Having access to information they need is a crucial for employees and supervisors. This is especially true when they aren’t in an office every day with easy access to resources like HR or even their manager. For supervisors, an employee self-service solution empowers them to effectively manage their teams. When you use an employee self-service solution, you make any location your guard or cleaner is working from a home office. You give them access to things like schedules, time off requests, benefit information and the all-important paystubs. When employees don’t have to struggle to find out when they’re working or when they’re getting paid, they’re happier and more likely to continue showing up for work.

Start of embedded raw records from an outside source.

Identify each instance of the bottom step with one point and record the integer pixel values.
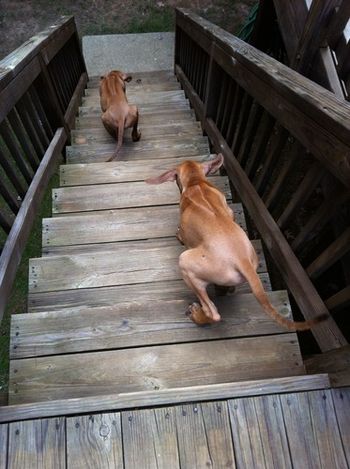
(157, 367)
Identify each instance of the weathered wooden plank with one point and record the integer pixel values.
(326, 429)
(111, 196)
(171, 147)
(95, 136)
(37, 443)
(157, 367)
(128, 262)
(341, 401)
(134, 87)
(118, 225)
(139, 323)
(300, 432)
(115, 401)
(140, 99)
(204, 435)
(144, 108)
(119, 171)
(94, 441)
(181, 115)
(3, 445)
(75, 300)
(334, 362)
(150, 438)
(259, 436)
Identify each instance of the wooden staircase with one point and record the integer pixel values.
(106, 300)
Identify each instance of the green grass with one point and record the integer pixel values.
(18, 300)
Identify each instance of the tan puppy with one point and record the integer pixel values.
(117, 114)
(219, 252)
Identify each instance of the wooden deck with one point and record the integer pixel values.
(107, 317)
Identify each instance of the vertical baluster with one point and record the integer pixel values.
(17, 182)
(15, 151)
(242, 121)
(262, 137)
(279, 140)
(250, 133)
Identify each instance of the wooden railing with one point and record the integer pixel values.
(281, 136)
(316, 38)
(40, 88)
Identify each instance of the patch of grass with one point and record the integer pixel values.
(152, 20)
(18, 300)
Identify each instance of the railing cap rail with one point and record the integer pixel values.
(14, 62)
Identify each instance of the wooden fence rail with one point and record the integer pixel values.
(40, 87)
(280, 134)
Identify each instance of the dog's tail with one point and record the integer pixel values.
(119, 135)
(258, 290)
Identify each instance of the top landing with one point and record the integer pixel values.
(129, 52)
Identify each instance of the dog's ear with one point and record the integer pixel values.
(165, 177)
(210, 167)
(126, 77)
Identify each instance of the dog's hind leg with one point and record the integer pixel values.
(206, 312)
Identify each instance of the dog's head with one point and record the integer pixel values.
(119, 76)
(187, 171)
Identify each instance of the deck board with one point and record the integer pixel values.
(150, 438)
(139, 323)
(118, 171)
(94, 441)
(154, 367)
(118, 225)
(37, 444)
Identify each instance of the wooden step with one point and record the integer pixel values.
(149, 149)
(122, 264)
(155, 367)
(147, 78)
(148, 132)
(161, 117)
(122, 195)
(140, 99)
(83, 299)
(144, 108)
(119, 171)
(139, 323)
(133, 86)
(111, 226)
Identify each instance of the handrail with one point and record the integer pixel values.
(242, 96)
(41, 84)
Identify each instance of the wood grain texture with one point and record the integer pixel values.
(150, 438)
(94, 441)
(127, 263)
(154, 398)
(160, 117)
(77, 300)
(3, 444)
(37, 443)
(149, 132)
(138, 324)
(110, 196)
(156, 367)
(131, 151)
(258, 432)
(118, 225)
(119, 171)
(341, 401)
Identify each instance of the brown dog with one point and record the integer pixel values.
(117, 114)
(219, 252)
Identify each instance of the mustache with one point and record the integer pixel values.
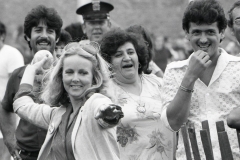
(43, 40)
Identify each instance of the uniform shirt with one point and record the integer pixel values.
(213, 102)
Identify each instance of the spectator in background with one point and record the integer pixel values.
(152, 67)
(63, 40)
(234, 25)
(75, 30)
(10, 59)
(42, 27)
(162, 53)
(96, 19)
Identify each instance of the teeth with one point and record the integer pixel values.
(43, 43)
(75, 86)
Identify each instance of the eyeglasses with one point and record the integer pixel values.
(237, 21)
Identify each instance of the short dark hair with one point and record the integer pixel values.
(204, 12)
(64, 38)
(75, 30)
(138, 29)
(230, 20)
(117, 37)
(41, 12)
(2, 29)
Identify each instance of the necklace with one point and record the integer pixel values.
(140, 105)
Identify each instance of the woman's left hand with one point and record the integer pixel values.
(109, 112)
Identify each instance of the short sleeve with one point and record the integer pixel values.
(170, 87)
(15, 60)
(11, 89)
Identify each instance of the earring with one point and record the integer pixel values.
(111, 71)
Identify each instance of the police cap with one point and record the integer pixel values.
(96, 10)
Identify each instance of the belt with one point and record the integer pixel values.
(27, 153)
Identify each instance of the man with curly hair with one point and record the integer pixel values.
(206, 85)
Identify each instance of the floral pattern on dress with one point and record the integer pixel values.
(157, 141)
(126, 135)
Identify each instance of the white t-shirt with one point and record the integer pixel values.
(10, 59)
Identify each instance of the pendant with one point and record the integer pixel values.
(141, 108)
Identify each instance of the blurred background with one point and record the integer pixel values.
(161, 17)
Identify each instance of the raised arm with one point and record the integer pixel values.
(24, 106)
(7, 117)
(178, 107)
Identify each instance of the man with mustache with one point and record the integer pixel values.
(42, 28)
(96, 19)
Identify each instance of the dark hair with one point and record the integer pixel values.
(64, 38)
(75, 30)
(204, 12)
(117, 37)
(138, 29)
(49, 15)
(2, 29)
(230, 21)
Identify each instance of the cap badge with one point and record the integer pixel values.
(96, 5)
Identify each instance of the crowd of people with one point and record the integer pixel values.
(98, 92)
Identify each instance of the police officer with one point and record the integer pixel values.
(96, 19)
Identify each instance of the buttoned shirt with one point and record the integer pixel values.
(213, 102)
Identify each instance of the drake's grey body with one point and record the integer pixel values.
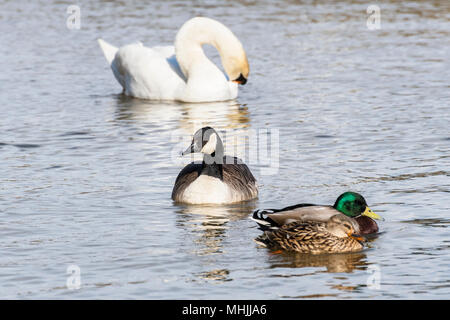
(218, 179)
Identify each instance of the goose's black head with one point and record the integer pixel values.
(205, 140)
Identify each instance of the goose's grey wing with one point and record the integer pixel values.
(238, 176)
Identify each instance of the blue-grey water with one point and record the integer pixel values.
(86, 174)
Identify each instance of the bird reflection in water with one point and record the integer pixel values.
(187, 117)
(207, 225)
(335, 263)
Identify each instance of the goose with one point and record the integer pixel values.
(351, 204)
(182, 72)
(218, 179)
(336, 235)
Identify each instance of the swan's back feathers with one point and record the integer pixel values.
(109, 50)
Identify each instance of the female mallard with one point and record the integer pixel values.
(218, 179)
(351, 204)
(334, 236)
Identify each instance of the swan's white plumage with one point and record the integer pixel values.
(182, 72)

2.      Set up automated messages

If you work in one office with all your employees, it’s easier to ask simple questions like, “Did you take a lunch today?” or “Did you have a safe work day?” But, when those employees are scattered across dozens or hundreds of sites, it’s not feasible to have those daily, quick conversations. If you use a time and attendance solution that offers automated messages, you can check in with your guards or cleaners at set times during their shifts or at the end of their day. In addition to making sure they’re getting what they need — a safe work environment and regular breaks and lunches — you get the bonus of an audit trail that helps you stay in compliance with labor laws and regulations.

3.      Schedule regular touch points between employees and site supervisors

You can give them access to all the information in the world, but if employees don’t feel heard by their managers, issues can go unseen and turnover can spike. This is critical both during the initial onboarding phase and throughout the course of employment for your guards or cleaners. Have your managers or supervisors engaged with the new hire onboarding process to ensure new employees receive sufficient training. Use a QA solution as an ongoing training mechanism to offer on-the-job training when something doesn’t meet customer expectations. Allow time for them to check in with their employees on a regular basis — not just during annual reviews — so employees know how they’re performing and where there are areas for improvement.

Every employer wants their employees to be engaged and productive in the workplace, whether they are in the home office or representing the company on a job site. And timely communication is a key driver to achieve the results you want and gain commitment across your organization. When you tap into the available technology solutions for managing distributed workforces, you take control of your employee engagement and take the guess work out of communication.